Now, the thing is, we have to look at the rotating particle system again.

Since we’re in “rigid body undergoing planar motion” territory now, I’m gonna introduce a new origin $O'$ — the origin of the coordinate system we’ll use when we care about the rotation of the particle system.

$O$ is the origin of the inertial frame (the coordinate system that sees everything like plain old straight-line motion).

«Oh, and — let’s leave the door open for $O'$ to be accelerating with respect to $O$, too~»

Each vector works like this.

OK, now let’s compute the total torque $N'$ around the $O'$ axis.

$$\overrightharpoonup {N}'\quad =\quad \sum {\quad}\overrightharpoonup {r}'_{i}\times \overrightharpoonup {F_{i}}\\ =\quad \sum {\quad}\overrightharpoonup {r}'_{i}\times \frac {d}{dt}m_{i}(\overrightharpoonup {v}_{o}+\overrightharpoonup {v}_{i})$$$$\text{Rearranging the above,}\\ \overrightharpoonup {N}'\quad =\quad -\overrightharpoonup {\dot {v}}_{o}\times \sum {\quad}m_{i}\overrightharpoonup {r}'_{i}\quad +\quad \frac {d}{dt}\sum {\quad}\overrightharpoonup {r}'_{i}\times m_{i}v'_{i}\\ \quad =\quad -\overrightharpoonup {\ddot {r}}_{o}\times \sum {\quad}m_{i}\overrightharpoonup {r}'_{i}\quad +\quad \frac {d}{dt}\overrightharpoonup {L}'$$

Look at that — unlike the fixed-axis case, a new red term shows up. heh. But wait —

Notice that if the rotation axis moves at constant velocity, that term is 0, right?

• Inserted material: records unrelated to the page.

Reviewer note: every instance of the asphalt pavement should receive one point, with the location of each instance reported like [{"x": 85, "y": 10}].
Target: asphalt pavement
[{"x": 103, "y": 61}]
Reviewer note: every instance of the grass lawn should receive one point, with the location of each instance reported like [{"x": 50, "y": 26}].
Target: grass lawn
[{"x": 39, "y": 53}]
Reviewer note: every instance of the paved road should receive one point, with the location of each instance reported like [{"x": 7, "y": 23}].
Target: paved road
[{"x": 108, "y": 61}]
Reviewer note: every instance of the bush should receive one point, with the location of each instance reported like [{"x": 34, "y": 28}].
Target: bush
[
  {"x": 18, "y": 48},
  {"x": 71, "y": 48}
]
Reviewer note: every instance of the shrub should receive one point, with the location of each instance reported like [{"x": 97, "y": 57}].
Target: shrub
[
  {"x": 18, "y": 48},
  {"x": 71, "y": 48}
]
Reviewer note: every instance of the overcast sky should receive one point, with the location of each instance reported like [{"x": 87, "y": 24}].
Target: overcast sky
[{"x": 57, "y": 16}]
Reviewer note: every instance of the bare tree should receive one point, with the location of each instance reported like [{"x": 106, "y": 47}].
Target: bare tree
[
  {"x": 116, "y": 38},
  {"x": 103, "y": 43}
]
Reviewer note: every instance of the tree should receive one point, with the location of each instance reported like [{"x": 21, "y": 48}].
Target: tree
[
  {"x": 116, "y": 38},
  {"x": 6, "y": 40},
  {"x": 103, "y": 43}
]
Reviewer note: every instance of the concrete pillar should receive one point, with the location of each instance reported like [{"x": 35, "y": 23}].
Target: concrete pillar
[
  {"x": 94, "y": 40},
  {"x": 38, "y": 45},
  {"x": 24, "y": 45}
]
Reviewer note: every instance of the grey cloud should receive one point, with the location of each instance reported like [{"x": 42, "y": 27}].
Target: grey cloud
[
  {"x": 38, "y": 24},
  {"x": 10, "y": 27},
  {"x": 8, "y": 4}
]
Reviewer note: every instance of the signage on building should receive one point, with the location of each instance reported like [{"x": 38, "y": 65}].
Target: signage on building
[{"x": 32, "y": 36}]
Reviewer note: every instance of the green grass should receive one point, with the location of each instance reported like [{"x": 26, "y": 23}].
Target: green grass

So that red term is basically the extra thing you pay when the rotation axis is accelerating. heh heh hehe.

Let me lay out the cases where that red term drops to 0:

$$i)\quad \ddot {r_{o}}\text{ goes to 0 — then the whole thing is 0. (i.e., the rotation axis has zero acceleration)}\\ ii)\quad \sum {m_{i}\overrightharpoonup {r}'_{i}}=0\text{ — this is the case where }O'\text{ is the }CM\text{. (the thing we've been doing all along)}\\ iii)\quad \text{the }cross\text{ }product\text{ is 0??? (i.e., the angle between the two vectors is 0)}$$

Let me show you one example of case (iii).

When something’s rolling down like this and the contact surface is $O'$, the acceleration of $O'$ points along the centripetal direction —

and $\sum m_i \overrightharpoonup{r}'_i$ also points toward that same center (the CM)!!

So when the rotation axis’s acceleration points toward the CM, the angle between those two vectors is 0 degrees.

$\sin\theta = 0$, cross product = 0.

And so — red term = 0. ^^ heh heh.

Originally written in Korean on my Naver blog (2015-01). Translated to English for gdpark.blog.